Sunday, April 11, 2010

First Taste of Heaven and Hell

















The chairs and tables were as I remembered,
some fifteen years after that first visit.
A light coloured wood, with smooth, curved backs and
the glass topped tables with a greenish tinge.
Near the window stood the shining column
of the coffee machine, on the counter,
the one that had made the terrible sound.
I must have screamed when the steam jet shot out.
from the pain that only a child could feel.
The fear had begun with the great steam trains:
I didn't want to be an engine driver,
leaning out of the cab, showing white teeth,
polishing levers with an oily rag.
I had screamed in pain on the platform too
and then again in the ice-cream parlour,
but recovered when Granny calmed me down.

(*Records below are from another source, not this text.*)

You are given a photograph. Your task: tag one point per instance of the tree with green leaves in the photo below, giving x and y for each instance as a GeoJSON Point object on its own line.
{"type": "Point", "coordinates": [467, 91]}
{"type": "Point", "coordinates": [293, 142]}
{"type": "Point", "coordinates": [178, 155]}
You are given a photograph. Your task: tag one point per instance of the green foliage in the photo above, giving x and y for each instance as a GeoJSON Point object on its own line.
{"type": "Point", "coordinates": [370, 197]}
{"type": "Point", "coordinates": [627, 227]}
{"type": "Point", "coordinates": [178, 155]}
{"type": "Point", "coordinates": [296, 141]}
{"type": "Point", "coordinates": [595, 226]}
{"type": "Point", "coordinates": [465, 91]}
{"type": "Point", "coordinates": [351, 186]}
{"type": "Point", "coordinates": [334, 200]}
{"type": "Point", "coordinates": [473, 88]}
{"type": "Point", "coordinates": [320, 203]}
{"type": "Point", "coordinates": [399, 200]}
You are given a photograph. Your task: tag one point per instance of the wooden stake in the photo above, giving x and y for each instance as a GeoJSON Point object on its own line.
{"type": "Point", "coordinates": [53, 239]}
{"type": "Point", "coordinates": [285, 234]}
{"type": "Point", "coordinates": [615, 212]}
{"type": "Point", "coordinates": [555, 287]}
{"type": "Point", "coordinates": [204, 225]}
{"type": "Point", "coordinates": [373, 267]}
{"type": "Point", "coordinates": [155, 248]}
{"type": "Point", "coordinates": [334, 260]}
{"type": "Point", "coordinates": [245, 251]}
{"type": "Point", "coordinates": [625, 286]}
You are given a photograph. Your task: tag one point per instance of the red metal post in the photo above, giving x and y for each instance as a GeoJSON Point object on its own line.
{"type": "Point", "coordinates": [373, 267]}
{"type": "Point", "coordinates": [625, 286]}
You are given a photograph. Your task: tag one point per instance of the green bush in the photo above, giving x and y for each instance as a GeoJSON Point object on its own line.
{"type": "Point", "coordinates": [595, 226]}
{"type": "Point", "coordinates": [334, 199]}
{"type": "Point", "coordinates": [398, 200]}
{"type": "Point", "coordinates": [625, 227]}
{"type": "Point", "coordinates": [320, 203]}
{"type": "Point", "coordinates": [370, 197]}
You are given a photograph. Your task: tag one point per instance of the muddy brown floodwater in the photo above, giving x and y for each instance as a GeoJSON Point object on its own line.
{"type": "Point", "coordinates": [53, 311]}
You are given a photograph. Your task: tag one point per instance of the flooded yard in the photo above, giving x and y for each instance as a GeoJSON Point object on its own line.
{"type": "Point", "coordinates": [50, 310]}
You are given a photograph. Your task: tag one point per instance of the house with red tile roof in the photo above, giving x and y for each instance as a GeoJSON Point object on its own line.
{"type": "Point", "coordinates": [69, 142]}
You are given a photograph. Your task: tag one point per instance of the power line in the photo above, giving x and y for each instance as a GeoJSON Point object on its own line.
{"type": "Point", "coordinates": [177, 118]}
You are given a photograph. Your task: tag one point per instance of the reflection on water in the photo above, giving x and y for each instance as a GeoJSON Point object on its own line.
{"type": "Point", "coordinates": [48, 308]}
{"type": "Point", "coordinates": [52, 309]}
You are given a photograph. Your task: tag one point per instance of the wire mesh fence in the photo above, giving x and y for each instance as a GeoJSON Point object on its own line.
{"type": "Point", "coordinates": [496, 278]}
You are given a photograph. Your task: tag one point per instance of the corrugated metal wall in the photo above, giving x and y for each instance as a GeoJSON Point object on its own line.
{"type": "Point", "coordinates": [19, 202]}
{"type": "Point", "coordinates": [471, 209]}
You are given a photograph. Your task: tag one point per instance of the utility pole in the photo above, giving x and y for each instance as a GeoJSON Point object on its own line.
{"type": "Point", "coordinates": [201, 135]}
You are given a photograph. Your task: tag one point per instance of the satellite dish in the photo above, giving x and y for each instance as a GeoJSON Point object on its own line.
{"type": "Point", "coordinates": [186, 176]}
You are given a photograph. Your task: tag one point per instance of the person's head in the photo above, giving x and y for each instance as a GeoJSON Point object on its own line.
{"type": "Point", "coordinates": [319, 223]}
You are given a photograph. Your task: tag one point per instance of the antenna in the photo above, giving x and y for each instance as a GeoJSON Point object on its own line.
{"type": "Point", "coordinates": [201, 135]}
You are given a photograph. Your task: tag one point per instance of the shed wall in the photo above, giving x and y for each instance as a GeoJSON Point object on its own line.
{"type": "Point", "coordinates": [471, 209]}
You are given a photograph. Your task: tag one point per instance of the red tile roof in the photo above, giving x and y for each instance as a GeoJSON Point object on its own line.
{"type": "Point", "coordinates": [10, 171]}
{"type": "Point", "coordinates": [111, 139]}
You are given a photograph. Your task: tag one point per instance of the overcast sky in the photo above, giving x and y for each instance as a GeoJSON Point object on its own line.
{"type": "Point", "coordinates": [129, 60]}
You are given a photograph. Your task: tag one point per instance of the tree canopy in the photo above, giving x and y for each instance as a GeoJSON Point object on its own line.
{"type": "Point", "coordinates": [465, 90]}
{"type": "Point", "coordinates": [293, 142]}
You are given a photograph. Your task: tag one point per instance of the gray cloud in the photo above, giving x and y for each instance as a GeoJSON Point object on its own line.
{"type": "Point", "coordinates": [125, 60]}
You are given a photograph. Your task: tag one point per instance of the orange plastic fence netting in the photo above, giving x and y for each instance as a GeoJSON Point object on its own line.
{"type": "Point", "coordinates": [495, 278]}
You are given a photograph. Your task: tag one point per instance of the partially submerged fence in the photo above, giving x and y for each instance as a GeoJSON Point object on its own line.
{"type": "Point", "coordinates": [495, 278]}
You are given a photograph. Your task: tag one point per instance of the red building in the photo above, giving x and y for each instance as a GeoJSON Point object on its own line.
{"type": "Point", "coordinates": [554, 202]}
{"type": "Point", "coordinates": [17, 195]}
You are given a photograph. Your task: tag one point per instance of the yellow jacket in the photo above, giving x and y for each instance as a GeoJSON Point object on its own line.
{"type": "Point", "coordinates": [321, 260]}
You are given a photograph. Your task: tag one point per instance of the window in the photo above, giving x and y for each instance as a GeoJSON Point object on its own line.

The metal cup was strange and very cold.
all covered with tiny drops of water,
each one clearly visible to my eyes.
In the cup was a chocolate hemisphere,
topped off with a segmented wafer.
Clumsily, with a long spoon, I tasted
my first ice cream, and it was very good.
Afterwards, we stood looking at the cups,
displayed in the shop window opposite.
Some were silver and some were gold and some
were inscribed with copperplate writing.
"That big one there is for the Flower Show,"
Granny told me, before we walked back home.